1 Les externes sortent les sangsues de leur aquarium une à une et à la main. Ils les transfèrent dans un seau rempli d’eau stérilisée. Pas toujours facile. La bête est rapide, prête à s’échapper à la moindre faute d’inattention ou à ramper sur le gant pour mordre le bras. Celles qui tomberont sur le sol ne seront pas éliminées. Elles auront le droit de finir tranquillement leurs jours dans un récipient de secours. C’est comme ça, les pharmaciens ont le coeur sensible.
2 Les externes désinfectent minutieusement les aquariums au permanganate de potassium, en n’oubliant pas les parois.

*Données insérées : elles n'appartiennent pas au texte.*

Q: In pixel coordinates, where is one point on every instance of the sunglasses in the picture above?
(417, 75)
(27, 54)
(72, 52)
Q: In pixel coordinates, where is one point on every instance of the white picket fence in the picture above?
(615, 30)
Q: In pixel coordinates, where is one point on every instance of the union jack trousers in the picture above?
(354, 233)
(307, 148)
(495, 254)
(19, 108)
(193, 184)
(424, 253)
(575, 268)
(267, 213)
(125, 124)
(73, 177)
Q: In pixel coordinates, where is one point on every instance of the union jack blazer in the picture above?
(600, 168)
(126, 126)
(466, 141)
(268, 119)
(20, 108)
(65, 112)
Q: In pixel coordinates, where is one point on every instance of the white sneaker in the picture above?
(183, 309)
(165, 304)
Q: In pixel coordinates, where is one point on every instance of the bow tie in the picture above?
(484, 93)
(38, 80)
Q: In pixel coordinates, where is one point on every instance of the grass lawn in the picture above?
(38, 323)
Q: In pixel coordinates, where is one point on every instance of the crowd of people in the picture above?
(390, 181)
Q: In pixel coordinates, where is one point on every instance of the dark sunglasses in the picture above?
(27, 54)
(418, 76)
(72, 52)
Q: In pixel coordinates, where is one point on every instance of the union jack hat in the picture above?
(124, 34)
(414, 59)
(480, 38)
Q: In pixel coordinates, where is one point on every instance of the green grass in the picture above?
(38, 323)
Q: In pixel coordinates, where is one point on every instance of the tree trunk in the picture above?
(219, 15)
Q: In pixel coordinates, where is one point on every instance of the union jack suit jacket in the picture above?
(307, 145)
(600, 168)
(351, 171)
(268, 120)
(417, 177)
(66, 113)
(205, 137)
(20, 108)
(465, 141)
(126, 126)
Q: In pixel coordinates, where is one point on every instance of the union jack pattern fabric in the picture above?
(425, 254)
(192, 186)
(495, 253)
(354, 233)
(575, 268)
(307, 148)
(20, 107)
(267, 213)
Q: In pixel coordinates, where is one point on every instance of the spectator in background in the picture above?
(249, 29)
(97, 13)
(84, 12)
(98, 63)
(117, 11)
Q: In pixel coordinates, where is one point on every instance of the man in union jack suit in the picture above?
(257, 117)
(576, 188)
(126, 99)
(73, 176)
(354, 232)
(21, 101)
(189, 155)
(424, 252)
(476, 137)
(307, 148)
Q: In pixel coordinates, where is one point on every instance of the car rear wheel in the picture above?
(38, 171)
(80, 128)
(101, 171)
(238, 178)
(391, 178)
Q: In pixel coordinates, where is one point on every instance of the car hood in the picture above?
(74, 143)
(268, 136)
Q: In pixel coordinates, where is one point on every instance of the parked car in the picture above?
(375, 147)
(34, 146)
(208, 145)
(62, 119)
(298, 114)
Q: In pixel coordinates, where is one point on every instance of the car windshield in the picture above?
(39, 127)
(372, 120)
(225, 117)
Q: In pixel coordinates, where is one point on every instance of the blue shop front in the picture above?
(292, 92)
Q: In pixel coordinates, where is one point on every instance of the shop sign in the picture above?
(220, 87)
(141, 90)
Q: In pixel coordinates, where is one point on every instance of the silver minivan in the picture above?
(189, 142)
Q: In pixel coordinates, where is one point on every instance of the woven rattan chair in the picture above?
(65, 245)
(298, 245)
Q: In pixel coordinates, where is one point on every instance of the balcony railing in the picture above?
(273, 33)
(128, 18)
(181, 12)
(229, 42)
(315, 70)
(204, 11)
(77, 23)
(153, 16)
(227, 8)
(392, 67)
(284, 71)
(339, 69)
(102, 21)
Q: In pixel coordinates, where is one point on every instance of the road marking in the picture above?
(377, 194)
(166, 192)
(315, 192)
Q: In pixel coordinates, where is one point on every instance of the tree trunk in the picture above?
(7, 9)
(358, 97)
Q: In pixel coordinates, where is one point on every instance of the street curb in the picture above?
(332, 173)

3 Les aquariums sont remplis d’eau de Volvic. Ensuite, les sangsues retournent dans leur bocal d’origine et reviennent dans le local réfrigéré.
6-le jour J
Le grand jour est arrivé. Une ordonnance vient d’arriver au préparatoire. Elle émane du professeur Régis Legré, de la Conception. Spécialisé dans la chirurgie de la main et en microchirurgie, le service de chirurgie plastique utilise 80 % du stock de sangsues de l’Assistance publique-Hôpitaux de Marseille. Les externes vont à la pêche à la main (gantée) en puisant dans le lot le plus ancien, conditionnent les sangsues dans des petits pots pour une durée de traitement de 24 heures. Ginou, la préparatrice hospitalière, remettra l’ensemble à l’infirmière, avec le traitement antibiotique approprié. Ginou prendra soin de faire signer un récépissé afin de tracer les lots.
7-le protocole de bornet
Charleric Bornet, praticien hospitalier, docteur en bactériologie, s’intéresse aux sangsues depuis 5 ans : « On s’est rendu compte qu’on pouvait, sans grand risque, les utiliser pour assurer le drainage du sang sur une greffe de doigt ou de lambeau musculocutané et permettre la revascularisation rapide du greffon. Seul gros souci, la salive-médicament de la sangsue contient des bactéries de type Aeromonas hydrophila. Elles sont issues de son tube digestif et peuvent provoquer des problèmes infectieux graves (pulmonaires, par exemple). Les sangsues sont aussi porteuses d’entérobactéries et de Pseudomonas contenus dans l’eau de l’aquarium. » Le protocole Bornet tient en quelques mots : matériel nettoyable ou stérile, nettoyage hebdomadaire des aquariums, un seul lot par aquarium, traçabilité des ordonnances et traitement systématique des patients par un antibiotique de type fluoroquinolones pour éradiquer tout risque infectieux. Résultat significatif : deux ans et demi après la mise en application du protocole, le risque de contamination animal-humain est réduit à néant.
8-bye bye kikinette
Fin de parcours pour Kikinette, la sangsue (c’est le petit nom qu’on lui donne au préparatoire). Posée sur la plaie avec une compresse, la sangsue affamée mord le patient qui ne sent rien. A l’exemple des autres, il n’a pas refusé le traitement. Il s’est seulement étonné qu’à une époque moderne, le chirurgien lui propose des techniques de soin appartenant à un passé qu’il croyait révolu. La certitude que la sangsue, chargée de revasculariser un greffon, était la seule option possible a probablement réussi à le convaincre. 30 minutes après, Kikinette a ingurgité 10 à 15 ml de sang et ressemble à une poire de petite dimension. Enfin rassasiée, elle se décroche toute seule ou est retirée par l’infirmière. Ce festin sera le dernier. Tuée dans de l’eau de Javel, enfermée dans un conteneur réservé aux produits souillés par le sang humain, elle sera incinérée une fois le devoir accompli. Personne ne lui tendra plus jamais la main.